The U.S. is about to pass next year’s budget for fending off threats from Russia, China, Iran, North Korea and Islamic extremists.
(Originally published Dec. 13 in “What in the World“) The U.S. House of Representatives has passed the nation’s record, $858 billion national defense budget for next year. The bill enumerating America’s annual military outlays now goes to the Democrat-controlled Senate. That works out to almost $2,600 for every American citizen. For one year.
Top priority is replenishing the Pentagon’s own rapidly depleting arsenal. The U.S. has so far provided Ukraine with $19.3 billion in military aid. The Pentagon will this week start shipping another $275 million in weapons to Ukraine under the Presidential drawdown authority, which allows the Pentagon to ship Ukraine stuff it has already bought.

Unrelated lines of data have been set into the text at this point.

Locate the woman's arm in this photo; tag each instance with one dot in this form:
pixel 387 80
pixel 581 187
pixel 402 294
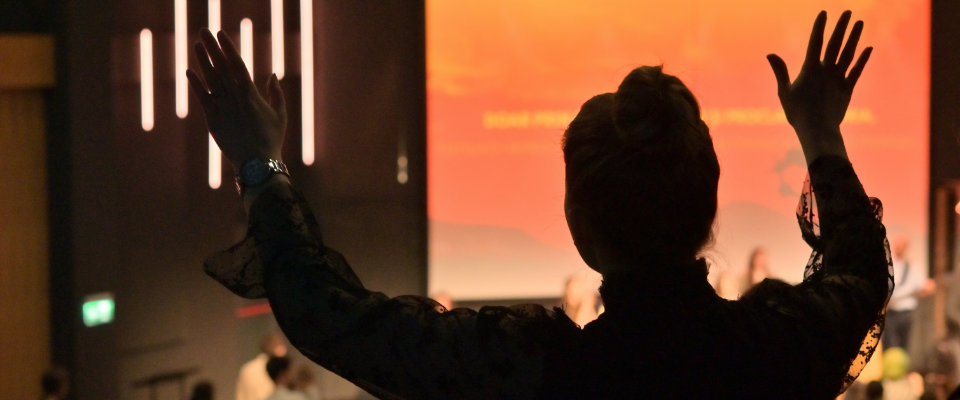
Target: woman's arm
pixel 404 347
pixel 837 312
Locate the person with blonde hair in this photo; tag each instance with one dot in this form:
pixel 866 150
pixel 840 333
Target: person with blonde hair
pixel 641 199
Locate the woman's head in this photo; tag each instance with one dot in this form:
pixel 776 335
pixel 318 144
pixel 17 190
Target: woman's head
pixel 641 174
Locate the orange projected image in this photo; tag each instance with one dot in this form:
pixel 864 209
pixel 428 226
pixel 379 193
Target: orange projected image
pixel 505 78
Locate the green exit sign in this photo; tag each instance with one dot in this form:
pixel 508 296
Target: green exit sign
pixel 98 309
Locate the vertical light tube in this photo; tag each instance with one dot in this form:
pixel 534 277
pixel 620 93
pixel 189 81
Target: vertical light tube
pixel 306 80
pixel 276 36
pixel 180 56
pixel 213 16
pixel 214 165
pixel 146 79
pixel 246 44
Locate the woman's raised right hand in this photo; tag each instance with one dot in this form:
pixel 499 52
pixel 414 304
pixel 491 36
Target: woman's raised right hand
pixel 244 124
pixel 816 102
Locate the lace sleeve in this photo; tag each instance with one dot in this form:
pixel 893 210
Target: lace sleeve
pixel 837 312
pixel 406 347
pixel 851 245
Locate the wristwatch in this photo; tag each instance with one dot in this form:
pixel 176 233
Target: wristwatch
pixel 256 172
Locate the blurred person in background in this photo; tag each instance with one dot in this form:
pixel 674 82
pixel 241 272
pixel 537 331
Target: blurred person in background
pixel 253 383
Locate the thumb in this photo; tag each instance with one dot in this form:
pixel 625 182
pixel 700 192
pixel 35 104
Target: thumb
pixel 780 72
pixel 276 99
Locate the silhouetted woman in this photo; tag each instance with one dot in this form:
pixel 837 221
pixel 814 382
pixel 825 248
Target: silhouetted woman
pixel 641 180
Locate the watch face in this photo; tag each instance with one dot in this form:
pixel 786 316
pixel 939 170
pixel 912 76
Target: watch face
pixel 254 172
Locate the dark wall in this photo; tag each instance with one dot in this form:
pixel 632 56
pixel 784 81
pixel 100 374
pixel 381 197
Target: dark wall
pixel 133 212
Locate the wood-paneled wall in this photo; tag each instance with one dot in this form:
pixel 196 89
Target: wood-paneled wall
pixel 26 69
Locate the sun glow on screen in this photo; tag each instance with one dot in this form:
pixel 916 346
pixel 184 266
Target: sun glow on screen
pixel 505 78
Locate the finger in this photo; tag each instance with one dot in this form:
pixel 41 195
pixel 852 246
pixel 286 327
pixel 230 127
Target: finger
pixel 198 89
pixel 851 48
pixel 858 67
pixel 277 101
pixel 215 53
pixel 209 74
pixel 816 39
pixel 836 39
pixel 780 72
pixel 238 70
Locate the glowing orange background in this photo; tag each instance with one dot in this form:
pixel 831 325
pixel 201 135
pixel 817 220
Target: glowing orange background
pixel 505 77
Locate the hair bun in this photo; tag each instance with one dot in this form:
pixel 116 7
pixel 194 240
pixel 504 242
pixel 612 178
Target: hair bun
pixel 646 107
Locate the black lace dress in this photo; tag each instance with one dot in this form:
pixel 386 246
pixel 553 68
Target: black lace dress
pixel 665 332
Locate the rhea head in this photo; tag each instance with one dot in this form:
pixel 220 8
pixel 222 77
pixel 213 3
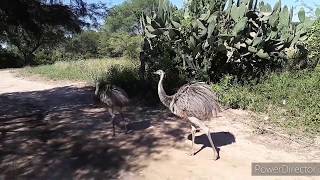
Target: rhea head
pixel 159 72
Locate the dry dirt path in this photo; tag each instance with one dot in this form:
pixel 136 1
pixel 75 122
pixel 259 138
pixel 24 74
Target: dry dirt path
pixel 52 130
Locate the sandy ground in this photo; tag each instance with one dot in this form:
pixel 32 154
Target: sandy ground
pixel 53 130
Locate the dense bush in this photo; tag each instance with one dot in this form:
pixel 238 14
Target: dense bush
pixel 314 41
pixel 120 44
pixel 245 38
pixel 291 100
pixel 10 60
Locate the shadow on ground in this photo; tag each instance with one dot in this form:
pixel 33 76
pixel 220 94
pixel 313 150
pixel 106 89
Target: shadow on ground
pixel 61 134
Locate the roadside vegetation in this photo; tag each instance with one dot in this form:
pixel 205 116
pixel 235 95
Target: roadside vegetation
pixel 289 101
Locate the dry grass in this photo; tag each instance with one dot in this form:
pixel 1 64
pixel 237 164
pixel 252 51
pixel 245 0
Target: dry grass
pixel 82 70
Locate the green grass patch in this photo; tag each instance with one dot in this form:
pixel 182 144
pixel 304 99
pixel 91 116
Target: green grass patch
pixel 291 100
pixel 82 70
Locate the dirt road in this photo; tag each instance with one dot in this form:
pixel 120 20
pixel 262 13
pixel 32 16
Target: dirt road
pixel 52 130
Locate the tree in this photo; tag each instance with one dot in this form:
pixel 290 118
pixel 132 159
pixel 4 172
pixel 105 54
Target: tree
pixel 30 24
pixel 125 17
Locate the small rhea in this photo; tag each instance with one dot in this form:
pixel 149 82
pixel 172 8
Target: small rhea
pixel 114 99
pixel 194 102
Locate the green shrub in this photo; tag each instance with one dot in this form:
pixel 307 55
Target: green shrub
pixel 291 100
pixel 10 60
pixel 119 45
pixel 80 70
pixel 314 41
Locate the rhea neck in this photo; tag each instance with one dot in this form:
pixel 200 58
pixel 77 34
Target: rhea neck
pixel 164 98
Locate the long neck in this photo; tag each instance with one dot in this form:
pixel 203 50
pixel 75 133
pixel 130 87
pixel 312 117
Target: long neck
pixel 164 98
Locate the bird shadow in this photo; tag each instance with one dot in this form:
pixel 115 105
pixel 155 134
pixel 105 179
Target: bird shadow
pixel 138 125
pixel 219 139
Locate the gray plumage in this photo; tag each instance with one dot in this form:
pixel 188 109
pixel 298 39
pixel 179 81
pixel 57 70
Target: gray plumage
pixel 194 102
pixel 113 98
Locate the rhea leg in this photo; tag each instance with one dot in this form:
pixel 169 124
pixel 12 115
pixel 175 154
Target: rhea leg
pixel 110 110
pixel 193 132
pixel 205 129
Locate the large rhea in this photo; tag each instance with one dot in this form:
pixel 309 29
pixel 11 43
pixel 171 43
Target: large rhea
pixel 194 102
pixel 114 99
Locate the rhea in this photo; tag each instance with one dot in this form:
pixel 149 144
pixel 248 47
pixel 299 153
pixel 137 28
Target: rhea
pixel 114 99
pixel 193 102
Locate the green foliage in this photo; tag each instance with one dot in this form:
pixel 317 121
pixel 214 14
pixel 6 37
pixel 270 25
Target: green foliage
pixel 81 70
pixel 119 44
pixel 212 40
pixel 125 17
pixel 9 60
pixel 85 44
pixel 314 41
pixel 124 77
pixel 29 25
pixel 291 100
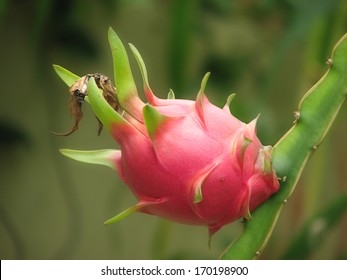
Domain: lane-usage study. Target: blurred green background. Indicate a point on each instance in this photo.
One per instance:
(269, 52)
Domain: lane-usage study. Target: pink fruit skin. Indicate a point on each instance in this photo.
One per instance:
(199, 165)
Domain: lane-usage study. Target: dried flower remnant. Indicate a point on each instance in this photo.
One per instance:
(78, 92)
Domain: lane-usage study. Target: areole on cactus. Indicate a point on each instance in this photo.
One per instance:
(187, 161)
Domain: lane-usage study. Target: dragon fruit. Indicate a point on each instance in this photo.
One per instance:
(186, 161)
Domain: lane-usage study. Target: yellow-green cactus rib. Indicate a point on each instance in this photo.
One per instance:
(317, 111)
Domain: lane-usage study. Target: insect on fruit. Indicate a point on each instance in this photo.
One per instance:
(78, 92)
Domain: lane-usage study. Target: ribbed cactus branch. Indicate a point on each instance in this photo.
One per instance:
(317, 111)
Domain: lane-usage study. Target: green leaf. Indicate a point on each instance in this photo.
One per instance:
(68, 77)
(101, 157)
(126, 88)
(153, 120)
(124, 214)
(315, 231)
(317, 111)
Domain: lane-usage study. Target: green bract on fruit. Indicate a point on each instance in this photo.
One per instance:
(187, 161)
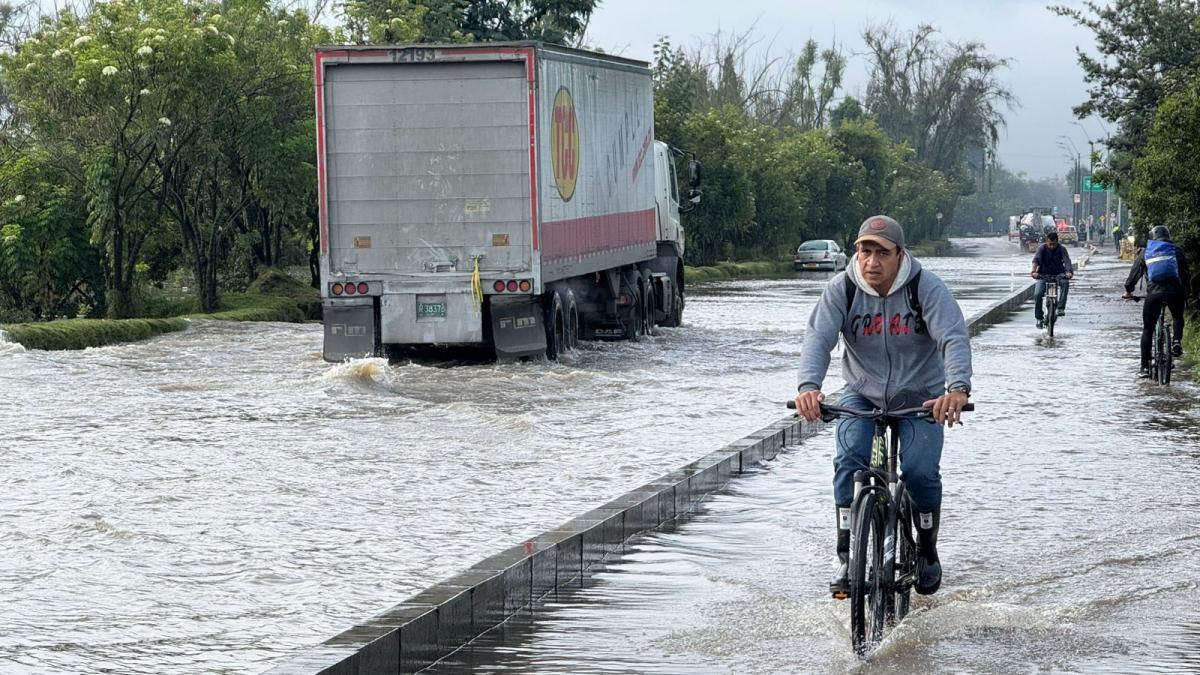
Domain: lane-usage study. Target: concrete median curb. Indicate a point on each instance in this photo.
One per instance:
(433, 623)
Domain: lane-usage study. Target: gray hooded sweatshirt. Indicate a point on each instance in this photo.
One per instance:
(888, 358)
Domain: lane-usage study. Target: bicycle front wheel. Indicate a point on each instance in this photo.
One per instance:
(906, 559)
(867, 585)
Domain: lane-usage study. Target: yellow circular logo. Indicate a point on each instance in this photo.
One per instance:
(564, 144)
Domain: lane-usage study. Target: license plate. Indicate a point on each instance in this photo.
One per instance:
(431, 310)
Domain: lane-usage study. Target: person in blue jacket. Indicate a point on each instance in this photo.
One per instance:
(1168, 282)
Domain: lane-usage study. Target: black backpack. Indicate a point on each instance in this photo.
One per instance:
(911, 287)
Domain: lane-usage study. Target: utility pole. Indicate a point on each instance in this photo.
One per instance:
(1077, 210)
(1091, 169)
(1091, 180)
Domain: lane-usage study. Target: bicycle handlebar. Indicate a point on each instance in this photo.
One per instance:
(913, 412)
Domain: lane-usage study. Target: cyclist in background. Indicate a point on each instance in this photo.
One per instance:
(1167, 284)
(905, 345)
(1050, 260)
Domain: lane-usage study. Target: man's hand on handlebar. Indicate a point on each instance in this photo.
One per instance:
(947, 408)
(808, 405)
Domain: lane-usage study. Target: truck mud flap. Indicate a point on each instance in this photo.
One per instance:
(349, 330)
(517, 328)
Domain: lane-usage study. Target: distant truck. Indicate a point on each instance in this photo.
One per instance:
(504, 195)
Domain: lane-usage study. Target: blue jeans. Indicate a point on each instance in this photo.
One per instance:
(921, 453)
(1039, 292)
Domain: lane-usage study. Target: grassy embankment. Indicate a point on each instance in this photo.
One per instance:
(1192, 341)
(274, 296)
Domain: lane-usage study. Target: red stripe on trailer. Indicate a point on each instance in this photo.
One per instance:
(592, 234)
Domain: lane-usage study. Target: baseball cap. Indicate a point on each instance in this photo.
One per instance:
(883, 231)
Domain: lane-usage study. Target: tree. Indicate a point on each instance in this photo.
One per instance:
(1165, 186)
(240, 97)
(939, 97)
(1144, 46)
(805, 102)
(47, 266)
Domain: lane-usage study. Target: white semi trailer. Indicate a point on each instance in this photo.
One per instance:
(502, 195)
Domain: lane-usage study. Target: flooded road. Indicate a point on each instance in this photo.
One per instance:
(214, 500)
(1069, 538)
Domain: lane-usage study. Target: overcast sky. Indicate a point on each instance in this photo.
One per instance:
(1044, 75)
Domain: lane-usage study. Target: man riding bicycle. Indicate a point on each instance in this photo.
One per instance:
(1167, 284)
(1050, 260)
(905, 345)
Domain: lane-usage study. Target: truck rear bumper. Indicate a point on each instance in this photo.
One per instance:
(349, 329)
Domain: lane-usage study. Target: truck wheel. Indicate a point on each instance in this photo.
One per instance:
(556, 328)
(675, 317)
(634, 322)
(571, 315)
(647, 308)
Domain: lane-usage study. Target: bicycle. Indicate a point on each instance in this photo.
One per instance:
(882, 532)
(1050, 303)
(1162, 360)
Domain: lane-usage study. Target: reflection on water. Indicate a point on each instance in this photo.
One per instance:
(1069, 539)
(211, 500)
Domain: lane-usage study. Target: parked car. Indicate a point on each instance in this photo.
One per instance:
(1068, 234)
(820, 254)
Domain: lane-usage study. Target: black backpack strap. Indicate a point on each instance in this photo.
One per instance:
(851, 290)
(918, 318)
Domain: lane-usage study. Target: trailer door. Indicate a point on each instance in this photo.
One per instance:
(427, 167)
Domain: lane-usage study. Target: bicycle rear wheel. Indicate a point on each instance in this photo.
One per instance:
(1164, 352)
(867, 584)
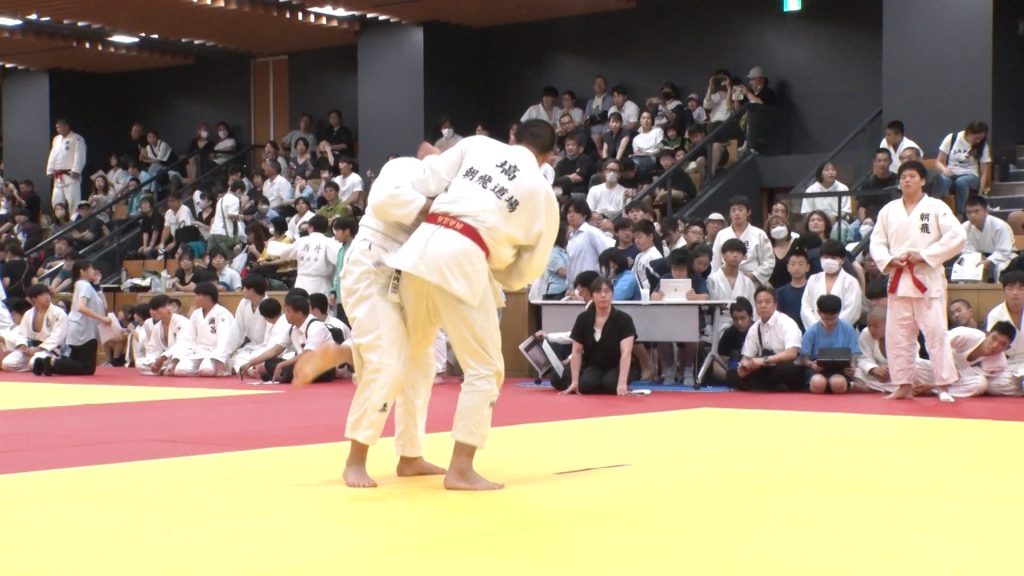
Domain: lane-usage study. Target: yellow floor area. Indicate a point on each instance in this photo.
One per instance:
(17, 396)
(695, 492)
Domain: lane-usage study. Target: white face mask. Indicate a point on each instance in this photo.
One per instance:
(829, 265)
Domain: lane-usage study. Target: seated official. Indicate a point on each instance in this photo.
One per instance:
(770, 350)
(829, 331)
(602, 346)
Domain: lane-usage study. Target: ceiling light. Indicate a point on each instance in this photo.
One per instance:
(332, 11)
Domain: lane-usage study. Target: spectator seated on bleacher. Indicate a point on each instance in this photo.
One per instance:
(770, 350)
(988, 236)
(829, 331)
(602, 346)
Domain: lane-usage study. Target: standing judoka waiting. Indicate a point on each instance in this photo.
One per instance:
(494, 229)
(912, 238)
(65, 165)
(39, 335)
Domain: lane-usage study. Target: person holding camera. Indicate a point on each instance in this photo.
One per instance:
(770, 350)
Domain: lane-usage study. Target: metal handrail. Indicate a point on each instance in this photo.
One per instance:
(110, 206)
(689, 157)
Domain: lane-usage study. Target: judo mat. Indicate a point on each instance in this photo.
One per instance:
(698, 484)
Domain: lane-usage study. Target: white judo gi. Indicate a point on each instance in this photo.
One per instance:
(315, 255)
(760, 259)
(846, 287)
(175, 342)
(1015, 355)
(977, 376)
(995, 239)
(50, 337)
(385, 367)
(248, 333)
(213, 341)
(453, 282)
(67, 156)
(933, 231)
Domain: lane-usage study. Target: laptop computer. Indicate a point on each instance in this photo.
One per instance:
(675, 289)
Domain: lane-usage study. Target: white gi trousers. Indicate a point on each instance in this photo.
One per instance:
(907, 316)
(476, 339)
(387, 371)
(67, 189)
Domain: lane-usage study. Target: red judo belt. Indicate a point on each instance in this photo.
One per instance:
(462, 228)
(894, 283)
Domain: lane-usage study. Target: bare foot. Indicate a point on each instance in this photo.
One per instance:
(356, 477)
(469, 480)
(318, 361)
(902, 393)
(417, 466)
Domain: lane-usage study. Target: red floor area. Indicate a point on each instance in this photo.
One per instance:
(76, 436)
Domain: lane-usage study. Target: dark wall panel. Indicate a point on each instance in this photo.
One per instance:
(323, 80)
(391, 92)
(27, 129)
(937, 78)
(825, 60)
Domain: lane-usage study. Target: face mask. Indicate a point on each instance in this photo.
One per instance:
(829, 265)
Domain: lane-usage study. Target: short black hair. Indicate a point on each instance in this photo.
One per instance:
(298, 303)
(741, 304)
(733, 245)
(256, 283)
(538, 135)
(829, 303)
(208, 289)
(269, 309)
(317, 301)
(1005, 328)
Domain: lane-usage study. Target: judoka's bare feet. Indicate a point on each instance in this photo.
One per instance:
(461, 475)
(316, 362)
(902, 393)
(355, 475)
(417, 466)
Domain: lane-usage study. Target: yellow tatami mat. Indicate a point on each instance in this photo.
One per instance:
(695, 492)
(16, 396)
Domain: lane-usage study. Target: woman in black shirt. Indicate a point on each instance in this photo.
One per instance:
(602, 346)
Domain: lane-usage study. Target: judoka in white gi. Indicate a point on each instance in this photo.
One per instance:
(315, 255)
(980, 359)
(987, 235)
(759, 260)
(832, 280)
(172, 336)
(212, 325)
(872, 364)
(65, 165)
(249, 332)
(1012, 311)
(912, 238)
(494, 229)
(39, 335)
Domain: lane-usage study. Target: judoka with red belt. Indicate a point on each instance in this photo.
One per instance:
(912, 238)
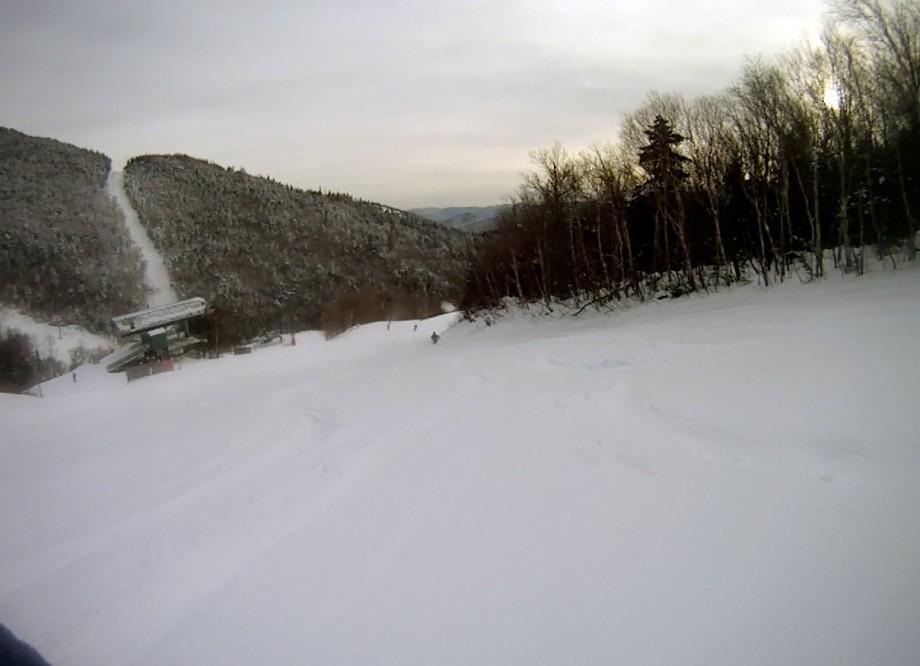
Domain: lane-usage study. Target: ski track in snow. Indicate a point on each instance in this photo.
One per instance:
(157, 276)
(695, 482)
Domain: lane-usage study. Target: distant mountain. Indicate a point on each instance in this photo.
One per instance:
(272, 256)
(65, 255)
(465, 218)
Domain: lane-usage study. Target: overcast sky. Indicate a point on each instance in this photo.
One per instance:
(411, 103)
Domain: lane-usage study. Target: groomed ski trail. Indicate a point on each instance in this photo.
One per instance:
(155, 273)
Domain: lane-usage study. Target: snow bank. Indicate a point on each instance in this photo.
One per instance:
(719, 480)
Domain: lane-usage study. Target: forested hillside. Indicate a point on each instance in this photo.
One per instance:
(271, 256)
(64, 251)
(814, 151)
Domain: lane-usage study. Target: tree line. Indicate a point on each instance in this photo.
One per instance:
(807, 163)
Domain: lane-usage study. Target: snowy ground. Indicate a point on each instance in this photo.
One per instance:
(161, 291)
(58, 342)
(732, 479)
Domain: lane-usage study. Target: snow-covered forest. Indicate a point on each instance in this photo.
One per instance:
(65, 255)
(270, 256)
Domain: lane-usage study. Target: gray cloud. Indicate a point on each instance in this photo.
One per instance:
(411, 103)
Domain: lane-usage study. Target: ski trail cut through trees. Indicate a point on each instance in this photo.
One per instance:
(155, 273)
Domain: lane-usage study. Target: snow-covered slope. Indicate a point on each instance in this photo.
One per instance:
(156, 274)
(720, 480)
(62, 343)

Among that weaponry is the M142 High Mobility Artillery Rocket System, or Himars. Ukraine has just used its Himars to kill dozens of Russian military personnel in hotel in occupied Melitopol. The U.S. still refuses to provide Ukraine with the kind of longer-range weapons it has asked for, including the MGM-140 Army Tactical Missile System for its Himars, the MQ-1C Gray Eagle drone or the larger MQ-9 Reaper drone. Ukrainian President Volodymyr Zelensky has also reiterated his request for Patriot anti-missile defense batteries to defend against Russian missiles, but Washington has so far declined. Patriot batteries are typically operated by U.S. or North Atlantic Treaty Organization personnel. Patriots could also be used to hit targets inside Russia, which Ukraine is now using homemade drones to accomplish.
Russia faces a worsening weapons shortage itself and has resorted to using missiles and drones from Iran as well as artillery from North Korea. While it’s managing somehow to build new cruise missiles in defiance of Western sanctions, Russia is also reportedly now firing Ukraine’s own old cruise missiles against it. Ukraine handed over the cruise missiles in the 1990s as part of an agreement—which now rings especially hollow—to surrender its nuclear weapons arsenal in return for security guarantees from Russia and the West. Russian forces have apparently been lobbing those cruise missiles, relieved of their nuclear payloads, back at Ukraine.
The list of military threats to America, freedom and democracy continues to grow, meanwhile. With fronts now established against Russia in Eastern Europe, China in the Pacific, Iran and Syria in the Gulf, and North Korea in the Sea of Japan, the U.S. is putting troops in Niger to fight Islamic extremists in West Africa.